A few points stand out. One is that the share of U.S. goods imports from Canada and Mexico (the dark blue line) have been more or less flat over the past five years. In Q4 2022 they accounted for 26.9% of the total; that figure never exceeded 29% between 2017 - 2022. Considering the fall in China’s share (red line), beginning in late 2021, you would expect to see an appreciable uptick from Canada and Mexico–combined or separately–if nearshoring was in progress. That is not the case. From the top-level data, it appears that Vietnam (seafoam blue) has gained at China’s expense, with the nominal value of its imports tripling to reach a new quarterly high of $34.7 billion in Q3 2022. But because it was from a low base, it has yet to rise above a 4.1% overall share and was down to 3.6% in the latest quarter.

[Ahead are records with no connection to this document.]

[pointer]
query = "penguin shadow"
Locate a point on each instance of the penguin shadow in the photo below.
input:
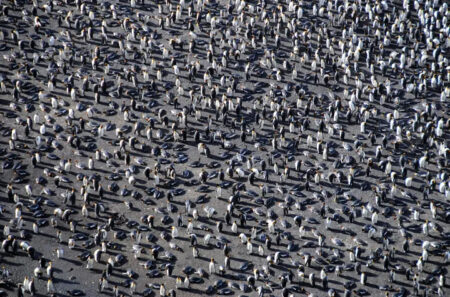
(72, 261)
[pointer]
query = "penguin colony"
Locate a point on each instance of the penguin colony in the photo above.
(203, 147)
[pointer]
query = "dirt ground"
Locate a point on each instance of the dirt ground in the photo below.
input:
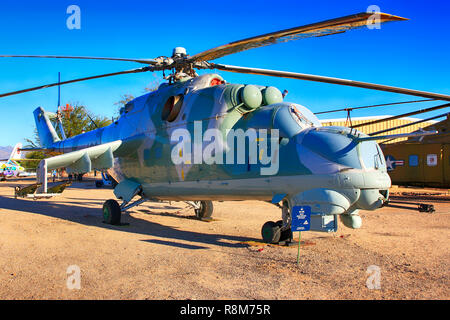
(165, 253)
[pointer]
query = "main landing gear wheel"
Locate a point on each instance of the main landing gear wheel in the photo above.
(205, 209)
(271, 232)
(111, 212)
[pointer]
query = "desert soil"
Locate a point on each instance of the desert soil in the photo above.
(165, 253)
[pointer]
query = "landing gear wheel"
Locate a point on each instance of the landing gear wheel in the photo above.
(111, 212)
(286, 234)
(271, 232)
(205, 210)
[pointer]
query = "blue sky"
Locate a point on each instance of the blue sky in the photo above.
(411, 54)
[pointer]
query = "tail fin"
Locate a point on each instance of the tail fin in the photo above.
(46, 131)
(16, 153)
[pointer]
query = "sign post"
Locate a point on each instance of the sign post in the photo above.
(301, 221)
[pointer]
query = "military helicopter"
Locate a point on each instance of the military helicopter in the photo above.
(171, 144)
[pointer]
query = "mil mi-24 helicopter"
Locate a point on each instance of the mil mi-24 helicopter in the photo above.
(178, 142)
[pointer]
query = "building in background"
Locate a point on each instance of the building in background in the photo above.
(379, 126)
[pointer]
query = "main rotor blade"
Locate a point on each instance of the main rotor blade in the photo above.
(144, 61)
(144, 69)
(345, 82)
(318, 29)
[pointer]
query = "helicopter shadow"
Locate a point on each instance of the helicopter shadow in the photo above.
(93, 217)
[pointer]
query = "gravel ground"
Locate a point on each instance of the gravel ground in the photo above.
(165, 253)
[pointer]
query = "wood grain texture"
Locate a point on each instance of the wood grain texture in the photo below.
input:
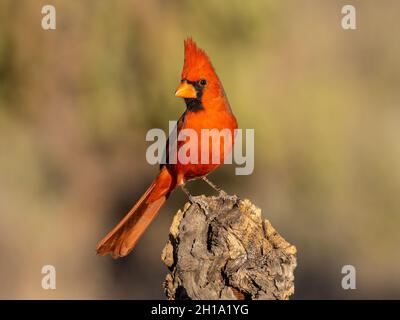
(230, 252)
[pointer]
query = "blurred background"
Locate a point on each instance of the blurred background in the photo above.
(76, 103)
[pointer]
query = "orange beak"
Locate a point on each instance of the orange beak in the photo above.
(185, 90)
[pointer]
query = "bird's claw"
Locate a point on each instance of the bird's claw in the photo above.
(225, 196)
(201, 203)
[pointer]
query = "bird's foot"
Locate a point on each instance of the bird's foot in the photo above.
(225, 196)
(201, 203)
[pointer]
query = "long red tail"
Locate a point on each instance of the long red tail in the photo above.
(122, 239)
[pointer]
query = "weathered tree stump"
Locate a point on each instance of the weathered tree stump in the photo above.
(228, 252)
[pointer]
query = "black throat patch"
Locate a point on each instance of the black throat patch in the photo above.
(195, 104)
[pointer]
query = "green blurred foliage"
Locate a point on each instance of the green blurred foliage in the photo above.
(76, 103)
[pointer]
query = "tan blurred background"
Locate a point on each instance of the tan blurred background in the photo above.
(76, 103)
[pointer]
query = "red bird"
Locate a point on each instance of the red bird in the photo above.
(207, 107)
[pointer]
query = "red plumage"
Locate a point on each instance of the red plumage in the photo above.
(207, 108)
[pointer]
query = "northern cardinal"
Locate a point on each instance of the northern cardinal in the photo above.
(207, 107)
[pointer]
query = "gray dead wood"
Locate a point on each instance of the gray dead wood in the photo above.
(230, 252)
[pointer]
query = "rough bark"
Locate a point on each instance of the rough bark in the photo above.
(228, 252)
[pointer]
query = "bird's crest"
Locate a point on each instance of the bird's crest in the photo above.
(197, 64)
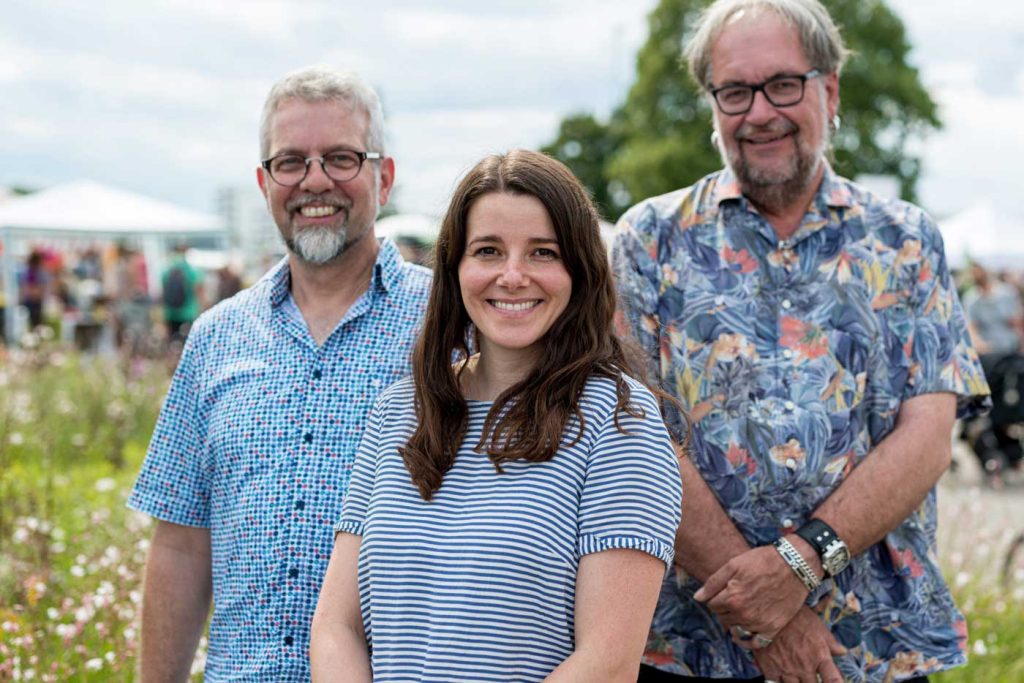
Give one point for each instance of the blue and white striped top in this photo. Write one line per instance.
(479, 584)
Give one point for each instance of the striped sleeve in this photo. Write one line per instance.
(353, 507)
(632, 495)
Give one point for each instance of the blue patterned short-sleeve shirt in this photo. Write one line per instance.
(792, 358)
(256, 441)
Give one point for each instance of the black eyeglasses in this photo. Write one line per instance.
(290, 170)
(779, 91)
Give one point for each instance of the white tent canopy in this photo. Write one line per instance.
(84, 208)
(418, 225)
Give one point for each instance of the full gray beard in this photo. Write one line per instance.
(774, 191)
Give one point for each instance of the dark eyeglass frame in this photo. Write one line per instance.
(762, 88)
(363, 157)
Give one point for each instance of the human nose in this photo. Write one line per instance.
(316, 179)
(513, 275)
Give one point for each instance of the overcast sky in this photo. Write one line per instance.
(163, 96)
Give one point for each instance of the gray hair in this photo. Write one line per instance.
(323, 83)
(819, 38)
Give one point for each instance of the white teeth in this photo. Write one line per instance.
(524, 305)
(318, 211)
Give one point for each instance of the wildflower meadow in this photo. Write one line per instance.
(73, 434)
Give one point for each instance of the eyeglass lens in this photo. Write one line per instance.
(292, 169)
(779, 92)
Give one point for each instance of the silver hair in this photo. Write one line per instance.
(324, 83)
(819, 38)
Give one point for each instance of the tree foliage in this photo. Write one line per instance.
(658, 139)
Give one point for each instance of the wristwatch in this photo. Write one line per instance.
(832, 551)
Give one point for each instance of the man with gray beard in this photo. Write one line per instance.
(254, 445)
(812, 333)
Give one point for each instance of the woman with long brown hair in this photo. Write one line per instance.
(511, 514)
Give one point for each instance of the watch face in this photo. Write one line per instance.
(836, 558)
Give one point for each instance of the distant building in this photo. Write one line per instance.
(252, 235)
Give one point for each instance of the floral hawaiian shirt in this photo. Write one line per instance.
(792, 358)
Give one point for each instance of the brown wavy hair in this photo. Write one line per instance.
(527, 420)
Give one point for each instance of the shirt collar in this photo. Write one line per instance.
(387, 271)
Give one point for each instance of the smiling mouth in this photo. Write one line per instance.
(765, 140)
(519, 305)
(317, 211)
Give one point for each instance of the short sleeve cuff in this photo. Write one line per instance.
(346, 526)
(595, 544)
(167, 511)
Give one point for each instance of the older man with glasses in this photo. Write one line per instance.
(812, 332)
(253, 449)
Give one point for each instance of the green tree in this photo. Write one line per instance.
(658, 139)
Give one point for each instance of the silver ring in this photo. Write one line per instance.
(741, 633)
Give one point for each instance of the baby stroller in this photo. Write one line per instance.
(995, 437)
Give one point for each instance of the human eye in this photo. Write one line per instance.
(484, 251)
(342, 160)
(546, 253)
(783, 86)
(288, 164)
(735, 94)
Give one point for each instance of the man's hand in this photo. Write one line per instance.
(756, 591)
(802, 652)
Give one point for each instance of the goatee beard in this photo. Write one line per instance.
(317, 246)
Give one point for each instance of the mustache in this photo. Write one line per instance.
(778, 127)
(326, 200)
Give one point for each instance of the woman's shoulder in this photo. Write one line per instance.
(398, 395)
(601, 392)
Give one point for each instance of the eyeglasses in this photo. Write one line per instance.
(779, 91)
(290, 170)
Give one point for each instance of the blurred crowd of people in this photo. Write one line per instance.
(992, 302)
(100, 297)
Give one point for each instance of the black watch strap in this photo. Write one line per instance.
(819, 535)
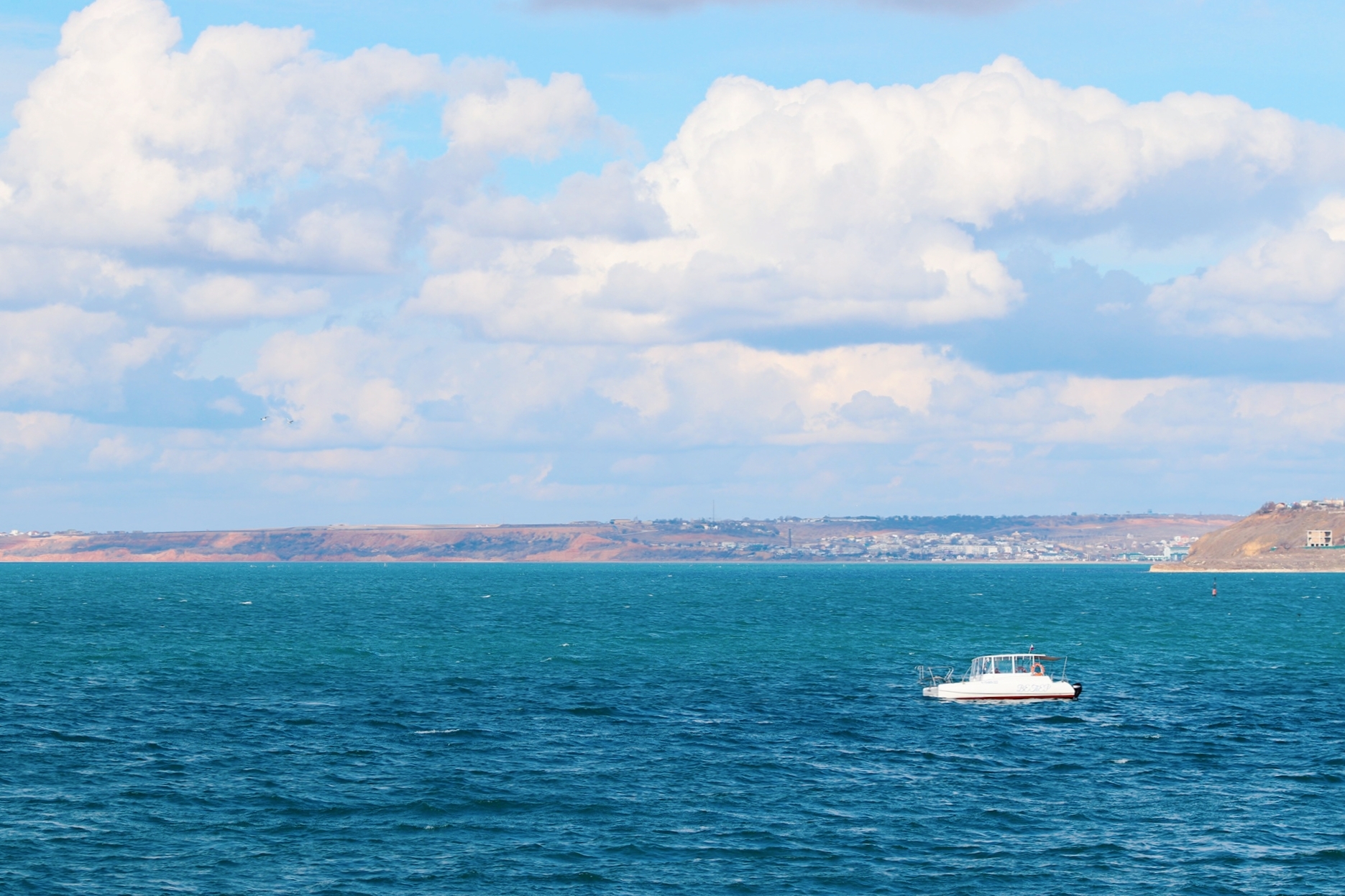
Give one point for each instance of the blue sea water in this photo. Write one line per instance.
(664, 729)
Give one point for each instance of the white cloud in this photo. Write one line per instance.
(34, 431)
(58, 350)
(221, 299)
(843, 203)
(335, 384)
(124, 134)
(152, 195)
(114, 453)
(523, 117)
(1289, 285)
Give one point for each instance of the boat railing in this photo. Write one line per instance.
(935, 674)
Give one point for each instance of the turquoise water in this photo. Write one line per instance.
(662, 729)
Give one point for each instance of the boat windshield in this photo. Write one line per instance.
(1011, 664)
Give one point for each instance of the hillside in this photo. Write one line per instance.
(1272, 538)
(869, 538)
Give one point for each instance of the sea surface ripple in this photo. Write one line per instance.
(664, 728)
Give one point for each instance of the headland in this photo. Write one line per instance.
(1073, 538)
(1305, 536)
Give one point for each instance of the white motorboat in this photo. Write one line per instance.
(1002, 677)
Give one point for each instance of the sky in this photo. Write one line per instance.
(304, 262)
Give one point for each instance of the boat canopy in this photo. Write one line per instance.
(1009, 664)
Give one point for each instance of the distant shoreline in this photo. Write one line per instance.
(982, 541)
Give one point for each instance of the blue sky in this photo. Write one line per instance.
(583, 260)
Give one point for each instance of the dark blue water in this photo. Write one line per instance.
(662, 729)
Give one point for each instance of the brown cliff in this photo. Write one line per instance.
(1272, 540)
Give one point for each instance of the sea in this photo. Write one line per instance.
(642, 728)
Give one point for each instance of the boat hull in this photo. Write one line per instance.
(1005, 688)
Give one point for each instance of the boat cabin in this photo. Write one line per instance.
(1011, 665)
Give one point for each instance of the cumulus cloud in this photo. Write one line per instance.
(34, 431)
(58, 350)
(124, 134)
(234, 299)
(233, 206)
(835, 203)
(1289, 285)
(523, 117)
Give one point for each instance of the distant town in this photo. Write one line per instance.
(1141, 538)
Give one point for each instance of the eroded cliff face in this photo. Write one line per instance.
(1272, 538)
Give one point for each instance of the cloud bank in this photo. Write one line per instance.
(763, 295)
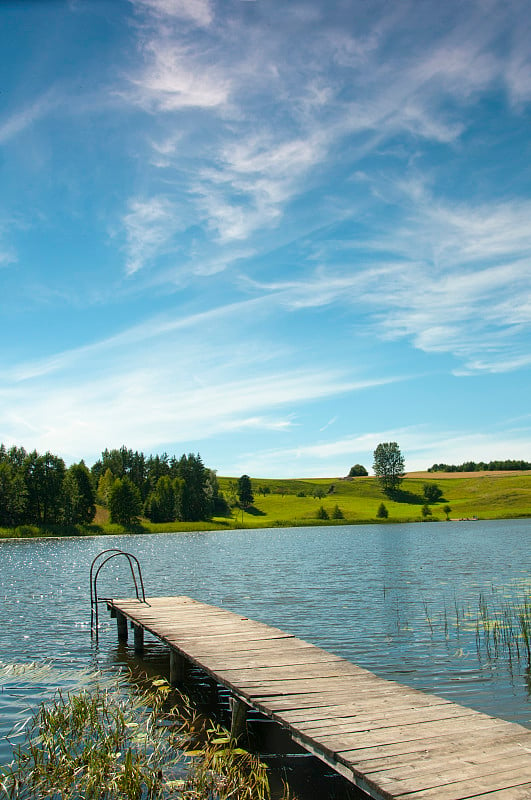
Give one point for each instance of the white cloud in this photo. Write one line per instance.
(421, 447)
(24, 118)
(174, 78)
(198, 11)
(150, 226)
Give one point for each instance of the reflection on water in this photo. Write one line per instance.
(400, 600)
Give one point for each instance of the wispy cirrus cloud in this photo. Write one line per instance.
(149, 228)
(25, 117)
(417, 443)
(199, 12)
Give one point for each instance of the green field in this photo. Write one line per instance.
(487, 496)
(296, 502)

So what does this tell us about nearshoring? Most of all, that it’s far more difficult to achieve than is commonly asserted by its proponents. Supply chains are “sticky,” a term used to describe the difficulty involved for most industries in restructuring their global networks for parts and components and final assembly. Preferential market access, subsidies and tax breaks, and geographic proximity are often insufficient inducements for firms to write-off the sunk costs of long-established, far-flung supply chains. And there are numerous other factors firms consider, an abundant supply of local labor and reliable infrastructure being prominent among them.
That is not to say supply chains don’t shift. The above is far from a complete test; underneath the aggregate, nominal data there is likely some evidence of nearshoring. Apparel and consumer electronics, along with automotives, are key sectors we are going to continue tracking in the coming months for indications of a shift. Watch this space.